Изменить размер шрифта - +

Сколько я отдаю, сколько оставляю себе этих кусков своего существования? Я уже не знаю. Даже воскресенья, пресловутые воскресенья, которые я начинаю высматривать с другого конца недели, которых жду вплоть до ее разочаровывающего финала, вплоть до скуки этого самого воскресенья — даже воскресенья поражены этим недугом распада моего времени. Я стал скуп на время, трачу ли я его или экономлю. Задача состоит в том, чтобы не испортить себе светлый день еженедельного отдыха. Воскресенье — это подъемные на всю следующую неделю. За воскресный день в Париже нужно их подкопить. Я учусь прижимистости. Я звоню сиделке, той, что выхаживает мое безмолвие. Веду ее в ресторан. После обеда занимаюсь с ней любовью, поскольку знаю, что позднее у меня уже не будет желания.

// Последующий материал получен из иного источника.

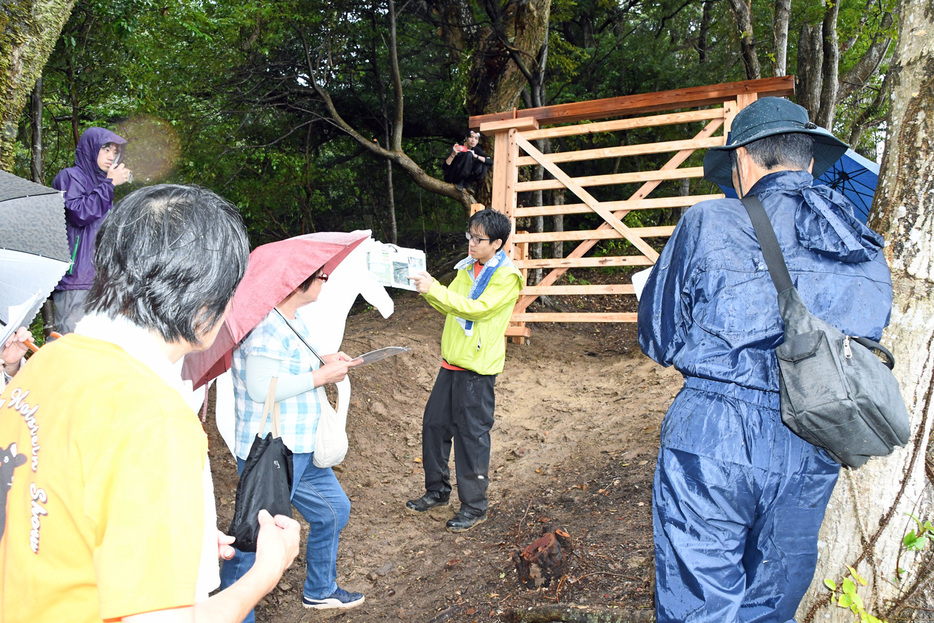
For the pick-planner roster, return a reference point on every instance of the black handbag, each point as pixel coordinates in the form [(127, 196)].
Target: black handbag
[(266, 480), (835, 391)]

Потом мы отправляемся к друзьям. Я предпочел бы остаться наедине с сиделкой, но она считает, что я должен встречаться с людьми; не думаю, что ей со мной скучно; нет, не думаю. Но ей нужны люди, чтобы разговаривать, «дискутировать», как она выражается. Раньше я тоже это любил; теперь, после мая, не так уж. Разговор всегда один и тот же. И к тому же у нее куча новых друзей, у которых сумбур в голове, меня от них воротит: слишком у них много идей; люди с идеями — это опасно.

Есть среди них художники, кажется, писатели, бородатые, лохматые, есть молодые безработные (эти никогда ничего не говорят, ждут, пока их спросят; они всегда молчат, так что за них говорят остальные).

Раньше у меня были другие друзья, которые мне нравились; товарищи по факультету; но с ними мы видимся значительно реже, потому что они теперь «реаки». И я тоже «реак», раз я зарабатываю себе на жизнь, вместо того чтобы готовить революцию, если не считать второй половины дня в воскресенье; я «реак», поскольку получаю ежемесячный оклад в две тысячи франков, не считая платы за дополнительные часы; чтобы искупить свою вину, я приглашаю вечером всех к себе, мы пьем; за это мне многое прощают.

Я не смею сказать сиделке, что меня воротит от ее друзей, она устроит мне сцену и потом заставит встречаться с ними еще чаще. Поэтому я слушаю их, пытаюсь понять и избегаю вступать с ними в спор.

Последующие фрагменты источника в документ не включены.